This blog post is part of a series:
- Getting Data Into ClickHouse - Part 2 - A JSON detour
- Getting Data Into ClickHouse - Part 3 - Using S3
Getting Data Into ClickHouse
A common question from ClickHouse users who are just getting started is how to load data into ClickHouse efficiently. In this blog series, we will demonstrate several options to achieve this task: from the clickhouse-client to officially supported client libraries. In this specific post, we start simple by relying on schema inference and assuming our dataset is sufficiently structured, perfectly clean (almost), and ready for immediate insertion. Later posts will introduce advanced techniques for data cleansing and schema optimization.

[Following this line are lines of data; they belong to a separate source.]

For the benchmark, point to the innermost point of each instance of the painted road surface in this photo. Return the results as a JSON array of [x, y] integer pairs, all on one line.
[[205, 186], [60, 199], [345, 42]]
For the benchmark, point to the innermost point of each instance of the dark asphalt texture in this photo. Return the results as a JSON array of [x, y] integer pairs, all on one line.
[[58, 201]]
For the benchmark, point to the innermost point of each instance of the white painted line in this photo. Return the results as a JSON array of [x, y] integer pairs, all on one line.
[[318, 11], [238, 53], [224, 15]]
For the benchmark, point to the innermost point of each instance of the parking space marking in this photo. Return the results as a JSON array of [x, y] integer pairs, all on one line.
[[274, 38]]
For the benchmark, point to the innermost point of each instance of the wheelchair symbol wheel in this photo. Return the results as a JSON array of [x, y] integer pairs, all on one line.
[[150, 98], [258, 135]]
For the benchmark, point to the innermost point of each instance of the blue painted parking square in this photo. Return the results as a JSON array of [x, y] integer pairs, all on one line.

As both ClickHouse users and data lovers, we’re always looking for interesting datasets of sufficient size to challenge ClickHouse: we even track potential opportunities for fun with a specific GitHub label on the main repository. This post originates from an issue to explore Hacker News data. To keep things simple, we distribute a clean version of this dataset in several formats. Users should be able to reproduce all examples.
All examples use a ClickHouse Cloud instance with the client hosted on a c5ad.4xlarge with 16 cores and 32GB of RAM. All commands will also be compatible with self managed ClickHouse clusters. High end machines speed up the process, but you can run these steps on the average laptop.
Download
A CSV version of the dataset can be downloaded from here, or by running this command:
wget https://datasets-documentation.s3.eu-west-3.amazonaws.com/hackernews/hacknernews.csv.gz
At 4.6GB, and 28m rows, this compressed file should take 5-10 minutes to download.
Sampling
clickhouse-local allows users to perform fast processing on local files without having to deploy and configure the ClickHouse server.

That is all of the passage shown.